| Reference | Downloads | Github

What would it take to replace pyo?

I’m just curious, because I’m not sure I would be able to find the time to do this in the near future and would have a lot to learn, but was hoping someone could quickly summarize what a sound code component needs to do?

Correct me if I’m wrong, but it seems like pygame for sound is becoming obsolete, and pyo brings nothing but headaches. If we were to make an in-house backend (maybe built with PyAudio?) to replace pyo or be an additional option, what are the requirements and priorities?


##Options beyond pyo
An alternative backend using PySoundCard has already been inserted
and that should have fewer “issues” than pyo because it’s much simpler. You can start using it already (set your backend preference to ‘PySoundCard’) but it isn’t heavily tested.

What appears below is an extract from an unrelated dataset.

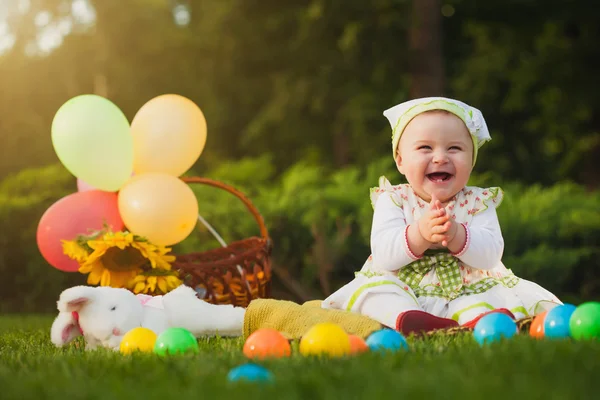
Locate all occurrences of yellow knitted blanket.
[244,299,383,339]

I’ve also since heard of another lib called SoundDevice written by @matthias.geier who had also been involved in PySoundCard earlier on
I have a feeling this might be better than PySoundCard but they’re very very similar (sharing quite a bit of code). To use this you could take the existing psychopy code for PySoundCard and tweak it.

Either of the above libs are really easy to install with pip and I think they’re both compatible with Python3. Both are based on CFFI interfaces to portaudio.

Improving performance

One thing that I haven’t explored yet is to set up the sound stream/callback at the beginning of the script and simply send it zeros and then, when we call we start sending it the proper sound values. (Currently we populate the sound with the real values and start the sound by starting the stream but that apparently might carry overhead).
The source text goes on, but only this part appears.